Hello and welcome to the Horseforum.


----------



## Jehanzeb (Nov 2, 2008)

Thanks guys. I am from Gloucester UK, and go to Summer house equestrian centre for riding at 8pm which is 5mins away from my house. As I said I am riding since 4.5 months.

I am not experienced so I can't really say what kind of horses I ride as in what their breed and sizes are but what I can tell is first horse I rode was Barney, then Bella, then Polthos and then Shanni. Barney is big and moody, where as Bella is like quite and response to your orders I'd say. Polthos is big too but is better than Barney. The best of all is Shanni, that horse is very fast, very responsive and superb. I love riding him.
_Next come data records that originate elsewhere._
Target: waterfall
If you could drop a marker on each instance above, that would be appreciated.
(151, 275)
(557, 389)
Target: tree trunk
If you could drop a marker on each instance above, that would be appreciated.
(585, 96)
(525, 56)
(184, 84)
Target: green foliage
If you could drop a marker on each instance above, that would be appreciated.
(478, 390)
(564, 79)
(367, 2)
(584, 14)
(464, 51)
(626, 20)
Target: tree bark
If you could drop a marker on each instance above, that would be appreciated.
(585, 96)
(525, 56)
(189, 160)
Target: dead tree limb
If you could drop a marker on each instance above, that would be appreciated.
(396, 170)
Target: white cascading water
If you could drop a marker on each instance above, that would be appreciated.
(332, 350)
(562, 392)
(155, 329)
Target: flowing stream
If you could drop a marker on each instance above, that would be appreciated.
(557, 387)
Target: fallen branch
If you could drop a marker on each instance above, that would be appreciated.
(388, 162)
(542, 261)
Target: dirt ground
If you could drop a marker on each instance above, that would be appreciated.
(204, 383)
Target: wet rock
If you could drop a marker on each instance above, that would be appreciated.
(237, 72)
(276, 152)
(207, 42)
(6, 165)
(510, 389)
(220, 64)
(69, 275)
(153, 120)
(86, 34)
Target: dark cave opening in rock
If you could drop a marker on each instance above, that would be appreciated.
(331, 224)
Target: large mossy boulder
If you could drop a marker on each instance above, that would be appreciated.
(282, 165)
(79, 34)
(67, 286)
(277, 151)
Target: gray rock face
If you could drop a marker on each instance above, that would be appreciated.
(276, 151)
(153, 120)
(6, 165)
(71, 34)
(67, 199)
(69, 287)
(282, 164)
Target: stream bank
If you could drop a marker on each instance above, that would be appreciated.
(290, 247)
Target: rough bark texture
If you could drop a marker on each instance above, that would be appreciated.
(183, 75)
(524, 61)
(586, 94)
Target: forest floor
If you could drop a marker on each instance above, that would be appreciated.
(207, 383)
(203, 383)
I am afraid I don't own any horses, horse riding is something recent crazy idea out of my many other crazy ideas I usually follow, such as Car Rallying and Sky diving and becoming the top guy in computer gaming.

As professionally, I work as a SD for a company and run my own computer business.

So what about you guys what do you do?

Regards

Jehanzeb


----------



## TaMMa89 (Apr 12, 2008)

Hi! Nice too meet you


----------



## Jehanzeb (Nov 2, 2008)

Thanks Tamma :lol:. Nice to meet you too

Regards

Jehanzeb


----------



## bnwalker2 (May 18, 2007)

Welcome to the forum!


----------



## Angel_Leaguer (Jun 13, 2008)

welcome to the forum...happy posting!!


----------



## RusticWildFire (Jul 6, 2008)

Welcome to the forum! Nice to meet you


----------



## Jehanzeb (Nov 2, 2008)

Thanks Angel, bnwalker2 and Rustic! hope you all are well.


----------



## kickshaw (May 7, 2008)

i'm a little late...but that's just me 

welcome!


----------